Genetic variations in two genes, GC and CYP27B1, are responsible for lower serum 25-hydroxy vitamin D concentrations. GC gene encodes the vitamin D binding protein, the main transporter of vitamin D in circulation. CYP27B1 encodes an enzyme that activates vitamin D. People carrying one variant of GC, about 22% in general population, and one variant of the CYP27B1, about 65% in general population, need to pay more attention to increase sunlight exposure or to increase their vitamin D intake to avoid deficiency.

Which foods contain high level of vitamin D?

Not that many natural foods contain vitamin D. The richest natural vitamin D source is cod liver oil. Some fish (mackerel, catfish, tuna, sardine and herring) and certain mushrooms (Maitake, also known as hen-of-the-wood, chanterelle, morel) are also good sources of natural vitamin D rich foods. Eggs also contain significant amount of vitamin D, mainly in egg yolk. Table 2 represents the top 10 vitamin D rich foods. Many fortified foods in grocery stores, such as milk and ready-to-eat cereals, also have the amount of added vitamin D listed in the Nutrition Facts on the label.
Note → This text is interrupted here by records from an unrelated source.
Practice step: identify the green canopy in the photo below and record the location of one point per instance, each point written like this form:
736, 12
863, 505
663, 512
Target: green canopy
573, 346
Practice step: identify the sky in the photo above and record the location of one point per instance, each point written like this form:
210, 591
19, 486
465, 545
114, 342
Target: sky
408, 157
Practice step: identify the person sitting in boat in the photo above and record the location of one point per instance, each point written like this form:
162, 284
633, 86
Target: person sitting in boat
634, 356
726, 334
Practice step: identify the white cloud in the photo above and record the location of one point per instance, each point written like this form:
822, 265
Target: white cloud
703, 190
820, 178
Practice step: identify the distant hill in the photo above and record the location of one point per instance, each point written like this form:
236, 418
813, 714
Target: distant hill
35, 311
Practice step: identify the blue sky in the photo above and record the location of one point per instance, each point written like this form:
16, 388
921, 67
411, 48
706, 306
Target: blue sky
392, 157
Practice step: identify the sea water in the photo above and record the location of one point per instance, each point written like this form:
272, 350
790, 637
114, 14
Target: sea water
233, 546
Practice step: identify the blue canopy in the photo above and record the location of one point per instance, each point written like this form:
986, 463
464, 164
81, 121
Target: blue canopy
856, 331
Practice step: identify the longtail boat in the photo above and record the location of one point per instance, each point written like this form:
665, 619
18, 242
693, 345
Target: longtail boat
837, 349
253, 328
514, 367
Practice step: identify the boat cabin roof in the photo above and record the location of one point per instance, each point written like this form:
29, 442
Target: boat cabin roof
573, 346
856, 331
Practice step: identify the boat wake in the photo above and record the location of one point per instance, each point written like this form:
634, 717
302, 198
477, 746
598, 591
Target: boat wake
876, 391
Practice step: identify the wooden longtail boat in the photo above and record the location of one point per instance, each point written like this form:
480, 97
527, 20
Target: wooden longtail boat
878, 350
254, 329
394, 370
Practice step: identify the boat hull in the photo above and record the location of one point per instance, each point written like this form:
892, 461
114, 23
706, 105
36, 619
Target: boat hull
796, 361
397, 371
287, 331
Table 2. Top vitamin D-rich foods.

Fish Oil
Fish oil
Per 100 g (μg) 250
Per Serving (μg) 11
Serving Size 1 teaspoon (4.5 g)
Fish
Fish, mackerel
Per 100 g (μg) 16.1
Per Serving (μg) 14
Serving Size 3 oz (85 g)
 
Fish, Catfish
Per 100 g (μg) 12.5
Per Serving (μg) 10.6
Serving Size 3 oz (85 g)
 
Fish, tuna
Per 100 g (μg) 5.7
Per Serving (μg) 4.8
Serving Size 3 oz (85 g)
 
Fish, sardine
Per 100 g (μg) 4.8
Per Serving (μg) 4
Serving Size 1 cup (89 g)
 
Fish, herring
Per 100 g (μg) 4.2
Per Serving (μg) 3.6
Serving Size 3 oz (85 g)
Mushrooms
Mushroom Maitake
Per 100 g (μg) 28.1
Per Serving (μg) 19.7
Serving Size 1 cup (70 g)
 
Mushroom, Chanterelle
Per 100 g (μg) 5.3
Per Serving (μg) 2.9
Serving Size 1 cup (54 g)
 
Mushroom, Morel
Per 100 g (μg) 5.1
Per Serving (μg) 3.4
Serving Size 1 cup (66 g)
Fortified Cereals
Cereal, GENERAL MILLS, TOTAL
Per 100 g (μg) 8.3
Per Serving (μg) 2.5
Serving Size 1 NLEA serving (31 g)
Eggs
Eggs
Per 100 g (μg) 2
Per Serving (μg) 0.9
Serving Size 1 medium (44 g)
Dairy Products
Milk
Per 100 g (μg) 1
Per Serving (μg) 2.4
Serving Size 1 cup (245 g)

How to get sufficient vitamin D?

The best way to get sufficient vitamin D is to have adequate amount of sunlight exposure.  This way you do not need dietary vitamin D.

If you cannot get enough sunlight exposure, you are recommended to use the GB Food Calorie and Nutrition Calculator to get the most accurate estimate of your current vitamin D intake.

To get dietary vitamin D, some fish and certain mushrooms listed in Table 2 are good natural food sources. Most of these foods are healthy in general.

Vitamin D is one of the nutrients that are required to be listed on the food labels. If the foods listed in Table 2 are not part of your life style, you have to then relay on fortified foods such as milk, cereal, and many other read-to-eat foods in grocery stores. You need to pay attention to the Nutrition Facts in the label to understand the vitamin D content per serving.

Vitamin D supplement is the last line to ensure enough intakes. In this case, an upper intake level of 100 μg/day need to be observed. For pregnant women or people with certain conditions such as parathyroid disorders, advice from health providers are recommended before taking any supplement.